He nodded, looking a little confused, and returned to the TV.
The minute he was out of sight, Jane grabbed the jar from the trash. Too late she realized that Winky was standing only a few feet away; seeing the jar, she let out a yowl and shot from the room.
Jane picked up her bag from the counter, opened it, and dropped the jar of hand cream inside. She thought for a moment, then returned to the cabinet under the sink and withdrew a pair of yellow latex dishwashing gloves. She dropped them into her bag, too, and placed the bag back on the floor by the door.
She walked into the family room. “Brush your teeth and comb your hair, sweetie, while I take a fast shower and get dressed.

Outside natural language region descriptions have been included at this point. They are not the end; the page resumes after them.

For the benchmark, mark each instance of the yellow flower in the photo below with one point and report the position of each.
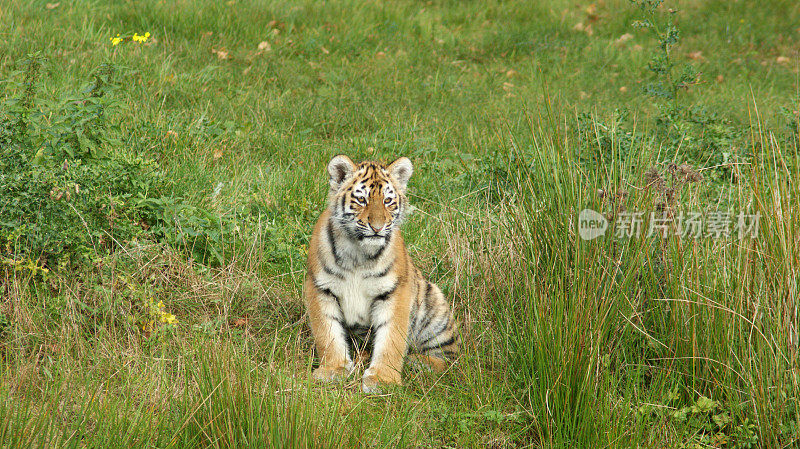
(141, 38)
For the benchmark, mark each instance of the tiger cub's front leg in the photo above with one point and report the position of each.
(390, 320)
(330, 336)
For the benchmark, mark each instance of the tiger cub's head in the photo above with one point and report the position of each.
(368, 200)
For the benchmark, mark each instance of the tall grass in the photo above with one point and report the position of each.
(597, 329)
(227, 402)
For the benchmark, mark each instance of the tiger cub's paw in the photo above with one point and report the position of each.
(328, 374)
(376, 381)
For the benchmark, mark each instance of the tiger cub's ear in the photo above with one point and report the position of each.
(401, 170)
(339, 169)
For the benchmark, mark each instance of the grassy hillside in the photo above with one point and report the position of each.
(157, 195)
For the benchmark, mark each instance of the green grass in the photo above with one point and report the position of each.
(567, 343)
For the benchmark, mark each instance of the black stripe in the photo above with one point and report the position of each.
(430, 314)
(434, 334)
(414, 319)
(377, 327)
(336, 257)
(380, 251)
(382, 273)
(447, 342)
(330, 271)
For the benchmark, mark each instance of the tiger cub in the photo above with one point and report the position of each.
(362, 288)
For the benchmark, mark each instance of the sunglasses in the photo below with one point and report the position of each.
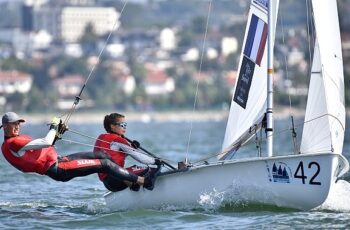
(120, 124)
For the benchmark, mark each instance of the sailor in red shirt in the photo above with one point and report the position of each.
(117, 147)
(39, 156)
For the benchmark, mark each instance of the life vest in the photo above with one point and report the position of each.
(37, 160)
(103, 143)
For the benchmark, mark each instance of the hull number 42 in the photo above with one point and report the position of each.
(300, 173)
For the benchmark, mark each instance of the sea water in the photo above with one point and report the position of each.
(31, 201)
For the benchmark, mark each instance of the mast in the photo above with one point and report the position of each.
(269, 113)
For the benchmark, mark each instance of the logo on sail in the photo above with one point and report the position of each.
(262, 3)
(252, 55)
(280, 173)
(256, 40)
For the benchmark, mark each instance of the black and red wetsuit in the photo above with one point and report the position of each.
(104, 143)
(40, 156)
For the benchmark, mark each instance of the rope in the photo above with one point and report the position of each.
(277, 133)
(197, 83)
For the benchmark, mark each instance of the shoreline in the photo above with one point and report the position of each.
(166, 116)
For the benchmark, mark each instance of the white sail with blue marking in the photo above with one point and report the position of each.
(249, 98)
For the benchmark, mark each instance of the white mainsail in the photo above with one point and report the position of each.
(249, 99)
(325, 112)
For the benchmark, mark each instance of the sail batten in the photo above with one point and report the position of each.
(249, 98)
(326, 92)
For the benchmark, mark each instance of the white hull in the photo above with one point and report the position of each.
(304, 185)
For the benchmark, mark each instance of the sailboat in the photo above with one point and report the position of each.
(299, 180)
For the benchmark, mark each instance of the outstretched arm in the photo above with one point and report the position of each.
(47, 140)
(41, 142)
(139, 156)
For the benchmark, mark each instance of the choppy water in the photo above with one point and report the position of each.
(29, 201)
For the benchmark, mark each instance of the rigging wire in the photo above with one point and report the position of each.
(197, 83)
(78, 97)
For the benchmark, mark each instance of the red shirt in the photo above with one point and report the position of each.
(37, 160)
(103, 143)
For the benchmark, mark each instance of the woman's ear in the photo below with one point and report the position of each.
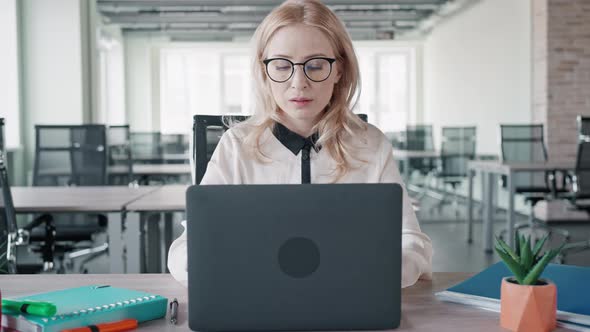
(338, 75)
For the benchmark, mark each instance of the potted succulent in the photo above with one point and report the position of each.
(527, 303)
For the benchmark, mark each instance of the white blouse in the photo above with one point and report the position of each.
(231, 164)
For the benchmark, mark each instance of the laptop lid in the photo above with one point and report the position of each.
(294, 257)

Then I’ll drive you to Aaron’s.”
 
Jane pulled up in front of Aaron’s house.
“Have fun. I’ll see you at the bazaar.”
Before closing the car door, Nick paused and peered in at her. “Mom, do you know you’re acting really weird?”

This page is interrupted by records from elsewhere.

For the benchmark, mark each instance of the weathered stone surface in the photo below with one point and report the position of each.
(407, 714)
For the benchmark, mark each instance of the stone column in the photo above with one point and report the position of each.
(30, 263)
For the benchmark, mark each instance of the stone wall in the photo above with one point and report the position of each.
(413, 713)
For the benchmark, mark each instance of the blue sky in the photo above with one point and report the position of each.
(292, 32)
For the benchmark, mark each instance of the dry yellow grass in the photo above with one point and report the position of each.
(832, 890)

Why was she always so transparent? Or was it only with Nick? She gave him a wide-eyed smile, all innocence. “Why, what do you mean, darling?”
“Mom,” he said, looking at her shrewdly, “where are you going now?”
“I told you, to do errands.”
“What errands?”
Her patience was running out. Besides, she had to get done what she had to get done. “That’s my business,” she said, all attempts at innocence abandoned. “Now please close the door. I’d walk you up to the house, but I’m in a hurry. I won’t leave till you go in.”
“Okay!” he said, slammed the door, and ran up the front path to the house. When Eloise had opened the door and waved, Jane drove off.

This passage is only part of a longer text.